Welcome! I'm the Security and Foreign Policy Postdoctoral Fellow at William & Mary’s Global Research Institute. I received my Ph.D. from the Department of Political Science at Indiana University Bloomington.
I study international relations and political methodology, with broad interests in economic statecraft and political violence. My current research largely examines how economic sanctions, as a form of external coercion, reshape the distribution of state capacity and the patterns of armed conflict and conflict dynamics within target countries.
My work advances the sanctions literature by moving beyond cross-national analyses to show how sanctions transform political authority and conflict within states, reshaping the spatial organization of governance and coercion.
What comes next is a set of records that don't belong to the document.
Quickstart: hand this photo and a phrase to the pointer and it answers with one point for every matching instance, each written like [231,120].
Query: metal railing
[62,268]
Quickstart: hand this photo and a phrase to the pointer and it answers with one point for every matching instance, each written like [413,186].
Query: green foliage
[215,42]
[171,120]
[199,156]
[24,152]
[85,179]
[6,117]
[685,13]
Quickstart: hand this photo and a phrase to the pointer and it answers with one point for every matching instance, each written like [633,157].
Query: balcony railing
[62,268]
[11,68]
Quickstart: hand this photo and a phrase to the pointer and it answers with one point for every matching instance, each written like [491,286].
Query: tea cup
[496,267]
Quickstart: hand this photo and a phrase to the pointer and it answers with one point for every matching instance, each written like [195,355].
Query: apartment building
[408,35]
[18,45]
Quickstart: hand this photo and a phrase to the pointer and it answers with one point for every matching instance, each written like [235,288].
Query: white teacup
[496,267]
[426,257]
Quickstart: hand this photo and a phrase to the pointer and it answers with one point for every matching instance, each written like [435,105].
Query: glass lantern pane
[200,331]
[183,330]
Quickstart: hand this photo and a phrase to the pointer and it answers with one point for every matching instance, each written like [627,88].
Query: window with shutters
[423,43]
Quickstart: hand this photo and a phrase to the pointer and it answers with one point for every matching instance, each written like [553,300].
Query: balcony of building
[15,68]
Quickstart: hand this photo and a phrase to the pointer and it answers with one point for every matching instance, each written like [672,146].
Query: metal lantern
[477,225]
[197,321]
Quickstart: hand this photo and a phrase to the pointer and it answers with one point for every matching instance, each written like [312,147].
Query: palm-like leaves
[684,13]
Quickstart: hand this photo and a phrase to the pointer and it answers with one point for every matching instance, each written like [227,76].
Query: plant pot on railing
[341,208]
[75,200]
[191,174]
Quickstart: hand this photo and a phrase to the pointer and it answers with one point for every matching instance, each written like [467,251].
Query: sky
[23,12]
In doing so, my research moves the field of international relations forward by revealing how international economic pressures restructure the internal distribution of power, linking global coercive practices to the domestic foundations of political order and instability.
My research has been published in well-regarded journals, such as International Studies Quarterly, World Development, and The British Journal of Politics and International Relations. I’m also co-author of Climate Adaptation and Conflict Mitigation: The Case of South Sudan (Cambridge University Press).
Before entering Indiana's Ph.D. program, I received undergraduate and graduate degrees in political science, served as an AmeriCorps volunteer, and taught in China, Singapore, Japan, and Taiwan. I currently reside in Williamsburg, VA.